Biotechnology High National School Taoufik Khaznadar
Submission date: 2018-10-01
Final revision date: 2018-11-28
Acceptance date: 2018-12-04
Online publication date: 2019-09-02
Publication date: 2019-10-23
Pol. J. Environ. Stud. 2020;29(1):141–152
Studies on bacterial endophytes resistant to antimony (Sb), a pollutant deemed alarming, are virtually non-existent. An endophytic bacterial strain showing resistance to high antimony concentrations was isolated for the first time from the roots of Hedysarum pallidum Desf., a Sb accumulator Fabacea growing on mining spoils. With the combined use of morphological, biochemical and molecular methods, the isolated strain was identified as Serratia marcescens species.

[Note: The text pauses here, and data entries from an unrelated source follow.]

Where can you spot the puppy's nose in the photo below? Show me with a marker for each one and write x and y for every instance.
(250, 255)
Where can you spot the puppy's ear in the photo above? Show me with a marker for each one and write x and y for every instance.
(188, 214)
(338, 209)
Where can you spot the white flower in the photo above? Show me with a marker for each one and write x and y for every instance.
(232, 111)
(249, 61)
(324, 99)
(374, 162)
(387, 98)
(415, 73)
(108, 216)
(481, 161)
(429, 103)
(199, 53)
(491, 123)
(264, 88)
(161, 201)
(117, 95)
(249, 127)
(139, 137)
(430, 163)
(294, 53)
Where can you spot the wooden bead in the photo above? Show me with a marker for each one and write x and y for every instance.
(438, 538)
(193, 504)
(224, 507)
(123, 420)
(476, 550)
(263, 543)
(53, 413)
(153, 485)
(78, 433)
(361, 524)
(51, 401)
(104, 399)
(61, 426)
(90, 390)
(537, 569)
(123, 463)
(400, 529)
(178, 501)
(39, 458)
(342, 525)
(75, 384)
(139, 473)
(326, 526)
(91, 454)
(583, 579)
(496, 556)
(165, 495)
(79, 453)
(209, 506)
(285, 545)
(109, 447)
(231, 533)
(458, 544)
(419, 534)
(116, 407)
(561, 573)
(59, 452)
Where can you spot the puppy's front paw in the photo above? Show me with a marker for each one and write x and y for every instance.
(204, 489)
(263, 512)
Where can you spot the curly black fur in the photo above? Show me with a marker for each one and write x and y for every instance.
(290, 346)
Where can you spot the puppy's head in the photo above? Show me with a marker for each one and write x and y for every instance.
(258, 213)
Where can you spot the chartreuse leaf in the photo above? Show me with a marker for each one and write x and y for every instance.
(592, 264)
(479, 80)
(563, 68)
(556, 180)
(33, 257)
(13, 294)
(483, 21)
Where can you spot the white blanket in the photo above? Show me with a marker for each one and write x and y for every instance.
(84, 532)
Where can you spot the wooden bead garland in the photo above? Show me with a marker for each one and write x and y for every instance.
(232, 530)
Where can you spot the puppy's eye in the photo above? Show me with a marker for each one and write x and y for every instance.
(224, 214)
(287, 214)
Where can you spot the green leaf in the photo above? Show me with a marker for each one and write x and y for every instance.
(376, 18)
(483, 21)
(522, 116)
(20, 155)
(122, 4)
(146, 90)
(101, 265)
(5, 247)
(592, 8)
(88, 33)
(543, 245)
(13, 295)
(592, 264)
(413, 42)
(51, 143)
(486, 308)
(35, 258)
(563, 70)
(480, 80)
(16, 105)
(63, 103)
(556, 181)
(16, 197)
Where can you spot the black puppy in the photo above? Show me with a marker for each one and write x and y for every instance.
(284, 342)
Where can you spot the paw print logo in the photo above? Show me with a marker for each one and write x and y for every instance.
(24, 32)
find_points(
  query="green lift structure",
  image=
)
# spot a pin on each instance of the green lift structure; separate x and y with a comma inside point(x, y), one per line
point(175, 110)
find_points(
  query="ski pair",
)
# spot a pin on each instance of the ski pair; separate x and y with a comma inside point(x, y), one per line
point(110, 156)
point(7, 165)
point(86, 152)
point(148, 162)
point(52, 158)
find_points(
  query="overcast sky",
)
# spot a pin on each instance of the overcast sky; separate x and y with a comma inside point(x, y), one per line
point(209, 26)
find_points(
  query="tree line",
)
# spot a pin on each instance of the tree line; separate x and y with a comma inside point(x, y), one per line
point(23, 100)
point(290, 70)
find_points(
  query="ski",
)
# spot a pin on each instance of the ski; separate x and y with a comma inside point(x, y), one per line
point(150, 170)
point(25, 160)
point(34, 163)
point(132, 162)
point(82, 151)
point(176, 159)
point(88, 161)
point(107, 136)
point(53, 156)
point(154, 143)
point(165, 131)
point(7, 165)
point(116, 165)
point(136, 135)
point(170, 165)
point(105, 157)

It showed a minimum inhibitory concentration (MIC) to its growth at 450 mM of Sb. In the presence of excessive concentrations of Sb, corresponding to 30 mM of Sb, i.e., 3652.8 mg/L of Sb, the strain maintained important growth compared to the control. The Sb toxicity caused a significant increase (p<0.05) in the hydrogen peroxide (H2O2) amount and malondialdehyde (MDA) content. The oxidative stress induced significant increases (p<0.05) in the strain antioxidant biomarkers such as proline, catalase (CAT), ascorbate peroxidase (APX), peroxidase (POD) and superoxide dismutase (SOD). Significant and positive correlations (p<0.05) were found between oxidative and antioxidant biomarkers and between antioxidant biomarkers, highlighting the interrelationships between them in oxidative stress fighting. Results show an important adaptation of the strain to high Sb levels that can be used in the Sb-contaminated soils bioremediation.